Association of FS in (a) treats, (b) cereals, (c) toppings, and (d) sauces (all %E) with CVD risk. Models are adjusted and presented as indicated in Fig. 1. Abbreviations: %E, Percentage total energy
Sensitivity analyses
FS and intrinsic sugars
The association between FS and HR for CVD remained significant in all sensitivity analyses (Fig. S4a to S9a). Analysing the subgroups of CVD, the shape of the relation between FS and CVD risk was similar for IHD (Fig. S10a) but changed for stroke: the HR-nadir was at 11 %E and a considerable increase of the HR at 0 %E to 1.31 (1.10 to 1.56) was found (Fig. S10b). The relation between intrinsic sugars and CVD risk remained significant in all sensitivity analyses except for the removal of participants with a non-typical diet (Fig. S6b) and when the subgroup of stroke was analysed (Fig. 10d).
FS in beverages and FS in solids
The association between FS in beverages and CVD was virtually identical in all sensitivity analyses (Fig. S4c to S9c) and subgroup analyses (Fig. S10e, f). For FS in solids the significant U-shaped relation remained significant in the subgroup analyses and in all but one sensitivity analysis (Fig. S9d).
FS in beverage subtypes
The findings for FS in soda/fruit drinks, juice, milk-based drinks and tea/coffee were robust in all sensitivity analyses except for FS in milk-based drinks who were not significantly related to stroke incidence (S10n).
FS in solids subtypes
Findings on FS in solids subtypes changed in the following sensitivity analyses: FS in treats were linearly related to CVD when only the first Oxford WebQ was used (Fig.
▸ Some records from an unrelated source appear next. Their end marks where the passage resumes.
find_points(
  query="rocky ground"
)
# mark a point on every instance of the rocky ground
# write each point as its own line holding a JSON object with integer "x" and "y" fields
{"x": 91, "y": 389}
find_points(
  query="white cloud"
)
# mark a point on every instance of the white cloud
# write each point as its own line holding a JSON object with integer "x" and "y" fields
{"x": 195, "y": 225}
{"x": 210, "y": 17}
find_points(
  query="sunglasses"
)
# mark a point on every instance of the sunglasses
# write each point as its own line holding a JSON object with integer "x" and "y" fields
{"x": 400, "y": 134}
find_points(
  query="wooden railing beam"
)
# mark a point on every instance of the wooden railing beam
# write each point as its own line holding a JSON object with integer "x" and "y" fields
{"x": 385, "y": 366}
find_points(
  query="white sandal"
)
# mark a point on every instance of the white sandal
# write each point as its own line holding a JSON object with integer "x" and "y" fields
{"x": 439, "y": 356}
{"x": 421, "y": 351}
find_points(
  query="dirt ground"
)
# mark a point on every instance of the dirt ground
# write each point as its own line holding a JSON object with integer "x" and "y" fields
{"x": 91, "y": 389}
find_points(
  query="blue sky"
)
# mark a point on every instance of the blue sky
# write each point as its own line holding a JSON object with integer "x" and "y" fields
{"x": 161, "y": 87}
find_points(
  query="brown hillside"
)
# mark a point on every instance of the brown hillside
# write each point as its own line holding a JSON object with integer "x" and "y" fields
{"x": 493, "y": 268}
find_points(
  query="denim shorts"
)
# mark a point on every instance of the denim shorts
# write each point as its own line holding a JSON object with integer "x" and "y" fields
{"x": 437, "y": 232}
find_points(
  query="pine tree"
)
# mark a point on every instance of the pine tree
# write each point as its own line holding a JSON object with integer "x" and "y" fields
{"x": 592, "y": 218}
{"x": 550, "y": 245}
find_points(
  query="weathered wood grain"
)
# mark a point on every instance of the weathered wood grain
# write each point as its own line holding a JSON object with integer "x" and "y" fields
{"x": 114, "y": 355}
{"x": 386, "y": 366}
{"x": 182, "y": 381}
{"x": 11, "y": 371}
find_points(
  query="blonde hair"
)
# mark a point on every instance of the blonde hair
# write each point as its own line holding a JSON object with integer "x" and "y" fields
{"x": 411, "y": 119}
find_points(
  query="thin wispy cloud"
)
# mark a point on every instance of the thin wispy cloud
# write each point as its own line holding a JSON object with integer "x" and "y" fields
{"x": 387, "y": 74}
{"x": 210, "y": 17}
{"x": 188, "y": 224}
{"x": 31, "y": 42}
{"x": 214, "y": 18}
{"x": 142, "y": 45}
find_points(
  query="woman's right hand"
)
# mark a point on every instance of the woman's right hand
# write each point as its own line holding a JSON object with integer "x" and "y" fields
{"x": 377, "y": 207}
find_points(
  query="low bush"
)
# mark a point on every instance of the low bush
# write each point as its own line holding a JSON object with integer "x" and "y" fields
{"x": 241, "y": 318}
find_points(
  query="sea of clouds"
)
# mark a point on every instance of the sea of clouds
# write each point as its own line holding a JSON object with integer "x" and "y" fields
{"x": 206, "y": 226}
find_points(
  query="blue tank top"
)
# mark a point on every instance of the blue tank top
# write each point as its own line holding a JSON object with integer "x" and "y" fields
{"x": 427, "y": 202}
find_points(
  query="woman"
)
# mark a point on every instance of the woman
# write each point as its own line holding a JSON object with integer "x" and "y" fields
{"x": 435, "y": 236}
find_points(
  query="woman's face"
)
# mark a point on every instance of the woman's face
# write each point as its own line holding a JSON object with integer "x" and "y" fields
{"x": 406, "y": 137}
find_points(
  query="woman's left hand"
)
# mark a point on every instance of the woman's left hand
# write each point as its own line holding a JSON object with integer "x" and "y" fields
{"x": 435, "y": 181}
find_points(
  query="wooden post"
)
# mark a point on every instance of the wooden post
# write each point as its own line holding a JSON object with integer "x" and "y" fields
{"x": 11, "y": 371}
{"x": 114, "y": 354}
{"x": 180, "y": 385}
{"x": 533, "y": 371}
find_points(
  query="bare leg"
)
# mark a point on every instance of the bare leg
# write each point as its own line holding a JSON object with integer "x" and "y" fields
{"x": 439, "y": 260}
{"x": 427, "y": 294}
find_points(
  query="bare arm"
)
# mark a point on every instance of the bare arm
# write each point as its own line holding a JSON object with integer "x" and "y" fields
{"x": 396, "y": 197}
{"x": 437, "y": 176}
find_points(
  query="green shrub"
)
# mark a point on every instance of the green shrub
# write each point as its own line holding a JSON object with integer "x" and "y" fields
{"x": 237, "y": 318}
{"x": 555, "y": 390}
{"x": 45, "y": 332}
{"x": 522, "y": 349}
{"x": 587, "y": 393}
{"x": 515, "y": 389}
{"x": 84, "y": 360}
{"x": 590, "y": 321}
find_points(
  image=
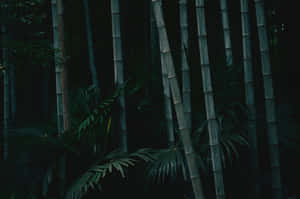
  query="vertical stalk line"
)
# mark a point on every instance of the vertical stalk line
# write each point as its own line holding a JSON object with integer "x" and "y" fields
{"x": 119, "y": 69}
{"x": 272, "y": 129}
{"x": 226, "y": 32}
{"x": 213, "y": 128}
{"x": 167, "y": 103}
{"x": 12, "y": 85}
{"x": 62, "y": 57}
{"x": 186, "y": 81}
{"x": 63, "y": 115}
{"x": 89, "y": 36}
{"x": 250, "y": 97}
{"x": 6, "y": 103}
{"x": 176, "y": 96}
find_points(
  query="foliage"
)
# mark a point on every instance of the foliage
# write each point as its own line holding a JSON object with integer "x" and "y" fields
{"x": 115, "y": 161}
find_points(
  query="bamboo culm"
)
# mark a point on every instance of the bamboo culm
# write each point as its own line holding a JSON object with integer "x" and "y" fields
{"x": 272, "y": 130}
{"x": 118, "y": 69}
{"x": 89, "y": 36}
{"x": 213, "y": 128}
{"x": 250, "y": 96}
{"x": 63, "y": 115}
{"x": 176, "y": 96}
{"x": 167, "y": 103}
{"x": 185, "y": 69}
{"x": 6, "y": 103}
{"x": 226, "y": 32}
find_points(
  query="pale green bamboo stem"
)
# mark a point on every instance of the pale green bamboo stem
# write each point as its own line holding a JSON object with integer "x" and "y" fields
{"x": 213, "y": 128}
{"x": 5, "y": 91}
{"x": 176, "y": 96}
{"x": 185, "y": 69}
{"x": 62, "y": 54}
{"x": 250, "y": 97}
{"x": 269, "y": 100}
{"x": 226, "y": 32}
{"x": 118, "y": 68}
{"x": 90, "y": 44}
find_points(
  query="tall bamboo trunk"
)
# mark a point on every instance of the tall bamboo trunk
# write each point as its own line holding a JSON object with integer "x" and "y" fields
{"x": 63, "y": 116}
{"x": 250, "y": 98}
{"x": 12, "y": 89}
{"x": 167, "y": 105}
{"x": 64, "y": 74}
{"x": 269, "y": 100}
{"x": 213, "y": 128}
{"x": 226, "y": 32}
{"x": 186, "y": 81}
{"x": 167, "y": 63}
{"x": 147, "y": 56}
{"x": 5, "y": 91}
{"x": 45, "y": 94}
{"x": 118, "y": 68}
{"x": 167, "y": 102}
{"x": 90, "y": 44}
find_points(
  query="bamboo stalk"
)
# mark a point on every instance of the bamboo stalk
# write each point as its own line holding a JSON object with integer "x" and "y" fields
{"x": 63, "y": 115}
{"x": 226, "y": 32}
{"x": 58, "y": 70}
{"x": 213, "y": 128}
{"x": 269, "y": 100}
{"x": 90, "y": 44}
{"x": 64, "y": 72}
{"x": 12, "y": 85}
{"x": 6, "y": 103}
{"x": 250, "y": 97}
{"x": 176, "y": 96}
{"x": 167, "y": 102}
{"x": 186, "y": 81}
{"x": 118, "y": 68}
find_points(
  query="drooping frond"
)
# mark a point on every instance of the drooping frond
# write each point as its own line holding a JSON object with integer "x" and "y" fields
{"x": 115, "y": 161}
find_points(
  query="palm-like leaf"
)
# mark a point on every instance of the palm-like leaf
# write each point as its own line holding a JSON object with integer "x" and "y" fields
{"x": 115, "y": 161}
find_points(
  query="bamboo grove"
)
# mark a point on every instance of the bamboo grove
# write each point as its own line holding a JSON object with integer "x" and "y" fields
{"x": 196, "y": 141}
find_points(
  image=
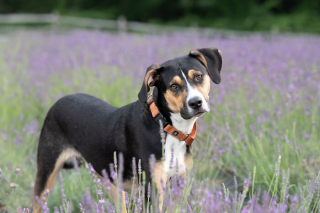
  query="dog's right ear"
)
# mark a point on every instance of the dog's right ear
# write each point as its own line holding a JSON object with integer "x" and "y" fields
{"x": 152, "y": 76}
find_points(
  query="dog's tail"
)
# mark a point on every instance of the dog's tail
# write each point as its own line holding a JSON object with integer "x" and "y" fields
{"x": 73, "y": 164}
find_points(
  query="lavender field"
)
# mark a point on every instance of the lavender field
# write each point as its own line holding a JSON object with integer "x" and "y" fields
{"x": 256, "y": 151}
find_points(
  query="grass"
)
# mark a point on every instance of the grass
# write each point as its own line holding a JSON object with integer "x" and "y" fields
{"x": 262, "y": 130}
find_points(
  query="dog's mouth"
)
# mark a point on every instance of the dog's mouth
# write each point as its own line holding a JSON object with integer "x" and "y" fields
{"x": 198, "y": 113}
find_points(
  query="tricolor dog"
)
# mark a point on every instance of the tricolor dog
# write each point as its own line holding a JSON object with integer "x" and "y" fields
{"x": 93, "y": 130}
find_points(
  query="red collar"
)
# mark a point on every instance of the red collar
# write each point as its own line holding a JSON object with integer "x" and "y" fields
{"x": 188, "y": 139}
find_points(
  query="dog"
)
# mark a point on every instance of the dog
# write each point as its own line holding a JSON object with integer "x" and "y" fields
{"x": 91, "y": 129}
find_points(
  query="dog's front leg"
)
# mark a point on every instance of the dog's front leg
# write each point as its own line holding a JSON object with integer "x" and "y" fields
{"x": 160, "y": 179}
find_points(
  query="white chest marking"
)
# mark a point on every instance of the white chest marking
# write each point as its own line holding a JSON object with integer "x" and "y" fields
{"x": 175, "y": 150}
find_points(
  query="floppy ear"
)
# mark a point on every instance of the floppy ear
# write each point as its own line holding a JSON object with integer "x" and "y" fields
{"x": 211, "y": 58}
{"x": 152, "y": 76}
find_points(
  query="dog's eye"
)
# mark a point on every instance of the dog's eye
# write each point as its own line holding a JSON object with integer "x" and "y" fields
{"x": 198, "y": 77}
{"x": 174, "y": 86}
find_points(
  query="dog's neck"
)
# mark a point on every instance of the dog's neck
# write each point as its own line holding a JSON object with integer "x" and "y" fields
{"x": 181, "y": 124}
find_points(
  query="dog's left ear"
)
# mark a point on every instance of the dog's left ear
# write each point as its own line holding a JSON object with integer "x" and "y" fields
{"x": 211, "y": 58}
{"x": 152, "y": 76}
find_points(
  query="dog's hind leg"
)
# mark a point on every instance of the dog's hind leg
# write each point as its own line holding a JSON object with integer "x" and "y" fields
{"x": 53, "y": 151}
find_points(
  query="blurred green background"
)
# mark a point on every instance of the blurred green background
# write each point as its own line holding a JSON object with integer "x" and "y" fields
{"x": 261, "y": 15}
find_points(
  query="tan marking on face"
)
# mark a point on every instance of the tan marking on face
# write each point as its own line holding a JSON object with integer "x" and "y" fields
{"x": 175, "y": 103}
{"x": 160, "y": 176}
{"x": 176, "y": 80}
{"x": 150, "y": 79}
{"x": 193, "y": 73}
{"x": 204, "y": 88}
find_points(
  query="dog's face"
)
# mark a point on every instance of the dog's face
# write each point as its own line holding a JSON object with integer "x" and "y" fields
{"x": 183, "y": 84}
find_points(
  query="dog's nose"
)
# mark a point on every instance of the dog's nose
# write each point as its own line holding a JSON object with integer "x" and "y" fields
{"x": 195, "y": 103}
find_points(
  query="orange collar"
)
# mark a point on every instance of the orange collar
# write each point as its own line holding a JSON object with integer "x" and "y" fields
{"x": 188, "y": 139}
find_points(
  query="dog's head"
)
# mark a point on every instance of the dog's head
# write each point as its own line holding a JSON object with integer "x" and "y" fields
{"x": 183, "y": 84}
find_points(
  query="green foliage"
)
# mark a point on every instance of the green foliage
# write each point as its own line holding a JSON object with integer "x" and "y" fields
{"x": 296, "y": 16}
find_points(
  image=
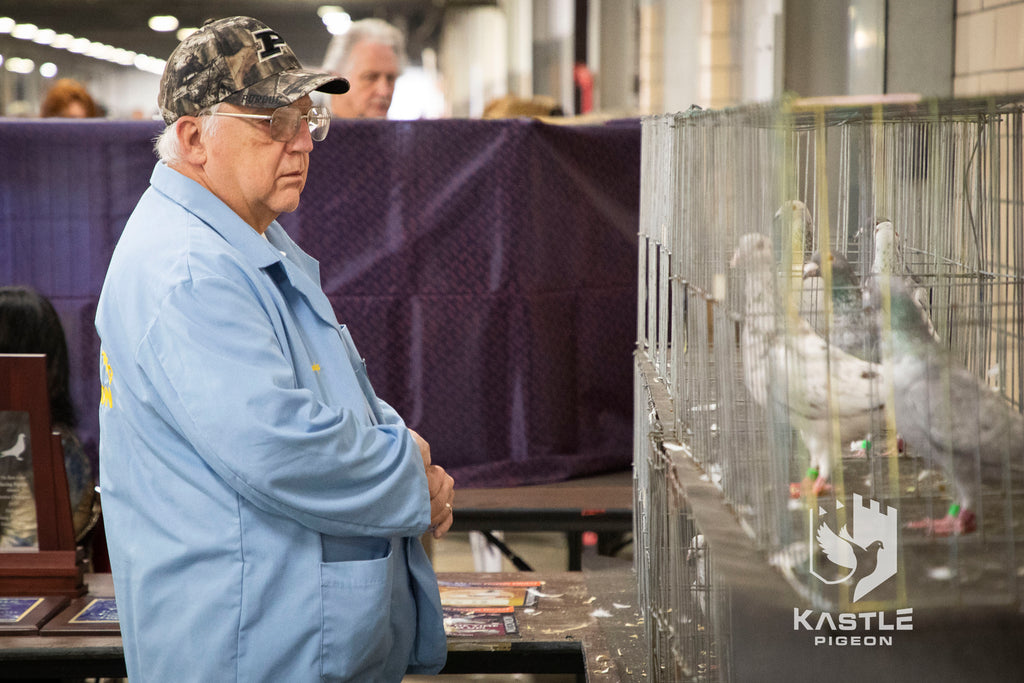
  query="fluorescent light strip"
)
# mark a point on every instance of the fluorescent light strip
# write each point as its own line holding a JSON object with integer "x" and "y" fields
{"x": 82, "y": 46}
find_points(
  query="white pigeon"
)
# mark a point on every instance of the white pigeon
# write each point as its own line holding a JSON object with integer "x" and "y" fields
{"x": 949, "y": 417}
{"x": 830, "y": 395}
{"x": 15, "y": 451}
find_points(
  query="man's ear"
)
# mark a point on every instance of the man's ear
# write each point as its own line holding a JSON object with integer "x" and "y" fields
{"x": 189, "y": 133}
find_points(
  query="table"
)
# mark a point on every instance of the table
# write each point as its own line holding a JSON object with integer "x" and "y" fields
{"x": 585, "y": 623}
{"x": 601, "y": 503}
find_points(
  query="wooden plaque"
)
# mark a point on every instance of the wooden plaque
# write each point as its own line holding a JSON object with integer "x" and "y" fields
{"x": 55, "y": 568}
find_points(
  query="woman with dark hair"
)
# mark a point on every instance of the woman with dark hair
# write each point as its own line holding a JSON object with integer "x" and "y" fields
{"x": 29, "y": 324}
{"x": 69, "y": 99}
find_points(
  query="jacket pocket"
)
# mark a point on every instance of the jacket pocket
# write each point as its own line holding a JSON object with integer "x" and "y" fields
{"x": 355, "y": 598}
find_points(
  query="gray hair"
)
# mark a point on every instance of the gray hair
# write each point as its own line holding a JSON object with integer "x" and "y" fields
{"x": 375, "y": 31}
{"x": 167, "y": 145}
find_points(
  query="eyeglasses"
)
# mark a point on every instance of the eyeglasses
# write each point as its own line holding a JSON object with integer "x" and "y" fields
{"x": 285, "y": 122}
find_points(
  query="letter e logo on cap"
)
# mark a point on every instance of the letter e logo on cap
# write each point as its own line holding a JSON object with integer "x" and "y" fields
{"x": 270, "y": 43}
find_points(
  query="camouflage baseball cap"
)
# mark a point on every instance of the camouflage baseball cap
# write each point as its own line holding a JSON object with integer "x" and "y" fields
{"x": 238, "y": 60}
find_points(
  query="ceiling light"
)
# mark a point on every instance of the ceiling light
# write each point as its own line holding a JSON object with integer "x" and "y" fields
{"x": 19, "y": 66}
{"x": 62, "y": 41}
{"x": 163, "y": 23}
{"x": 25, "y": 31}
{"x": 335, "y": 18}
{"x": 79, "y": 45}
{"x": 44, "y": 36}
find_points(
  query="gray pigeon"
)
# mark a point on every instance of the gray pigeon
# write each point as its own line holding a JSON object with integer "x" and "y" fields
{"x": 850, "y": 327}
{"x": 830, "y": 395}
{"x": 888, "y": 260}
{"x": 946, "y": 414}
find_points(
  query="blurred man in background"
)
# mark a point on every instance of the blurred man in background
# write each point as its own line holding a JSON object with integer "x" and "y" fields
{"x": 371, "y": 54}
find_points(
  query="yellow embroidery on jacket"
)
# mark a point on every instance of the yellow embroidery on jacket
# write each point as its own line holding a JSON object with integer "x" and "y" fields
{"x": 105, "y": 382}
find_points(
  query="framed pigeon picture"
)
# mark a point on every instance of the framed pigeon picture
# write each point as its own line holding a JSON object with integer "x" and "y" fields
{"x": 32, "y": 474}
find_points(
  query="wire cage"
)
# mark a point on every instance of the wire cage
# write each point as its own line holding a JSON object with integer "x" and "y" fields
{"x": 788, "y": 367}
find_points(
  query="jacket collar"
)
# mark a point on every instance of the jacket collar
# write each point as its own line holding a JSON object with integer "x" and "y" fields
{"x": 279, "y": 251}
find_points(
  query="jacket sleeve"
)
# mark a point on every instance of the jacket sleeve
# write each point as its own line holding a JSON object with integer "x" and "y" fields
{"x": 224, "y": 383}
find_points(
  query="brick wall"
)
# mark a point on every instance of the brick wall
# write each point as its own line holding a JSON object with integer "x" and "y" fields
{"x": 989, "y": 49}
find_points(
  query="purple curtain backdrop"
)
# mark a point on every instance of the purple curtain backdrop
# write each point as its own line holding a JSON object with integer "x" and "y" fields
{"x": 486, "y": 270}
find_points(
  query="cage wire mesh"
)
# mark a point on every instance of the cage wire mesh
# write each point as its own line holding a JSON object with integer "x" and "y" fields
{"x": 791, "y": 390}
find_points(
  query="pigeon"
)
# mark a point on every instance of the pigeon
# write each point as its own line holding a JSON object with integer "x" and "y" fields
{"x": 843, "y": 550}
{"x": 948, "y": 416}
{"x": 828, "y": 393}
{"x": 850, "y": 327}
{"x": 15, "y": 451}
{"x": 888, "y": 260}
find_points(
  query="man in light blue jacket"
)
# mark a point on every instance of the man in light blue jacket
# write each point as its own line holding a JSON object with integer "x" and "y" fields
{"x": 262, "y": 506}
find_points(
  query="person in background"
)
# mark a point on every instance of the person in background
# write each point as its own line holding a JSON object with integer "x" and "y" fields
{"x": 371, "y": 54}
{"x": 29, "y": 324}
{"x": 69, "y": 98}
{"x": 263, "y": 507}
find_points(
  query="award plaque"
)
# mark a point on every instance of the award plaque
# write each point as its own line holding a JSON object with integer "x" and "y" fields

S7i), lost significance when only participants with more than 1 Oxford WebQ were included in the analysis (Fig. S9i), and for stroke the relation became U-shaped (Fig. S10r). FS in cereals remained significantly associated with CVD risk only in two sensitivity analyses (Fig. S5j, S8j). FS in toppings remained significantly associated with CVD morbidity in all sensitivity analyses (Fig. S4k to S9k) and in the subgroup analysis (Fig. S10u, v). FS in sauces remained significantly associated with CVD in two sensitivity analyses (Fig. S6l, S8l). In subgroup analysis, FS in sauces were significantly associated with IHD risk (Fig. 10w) but not with incident stroke (Fig. 10x).
Discussion
Principal findings
This study aims to assess the relationship between FS and incident CVD in a large prospective cohort. The analysis comprehensively examines FS intake from all relevant sources, including beverages and solids, using penalised cubic splines to account for non-linear relationships. FS intake show a J-shaped relationship with CVD risk, reaching the HR-nadir at 9 %E, while intrinsic sugars display a non-linear descending association, with the HR-nadir at 14 %E. There is a significant linear relationship between FS in beverages and HR for incident CVD, while a U-shaped relation can be detected for FS in solids with the lowest risk at 7 %E. FS in soda/fruit drinks, milk-based drinks, and tea/coffee are significantly linearly related with the HR-nadir at 0 %E, while juice shows a U-shaped association with the lowest HR at 5 %E. FS in treats show a J-shaped relation with the HR-nadir at 5 %E while FS in cereals are linearly associated with CVD risk. FS in toppings and sauces exhibit a U-shaped pattern with the HR-nadir at 3 %E and 0.5 %E, respectively. Major findings remain robust in various sensitivity analyses. Since results including the diet quality score as a covariate are not substantially different as compared to the main analyses, the association between FS subtypes and CVD risk cannot be simply explained by overall diet quality.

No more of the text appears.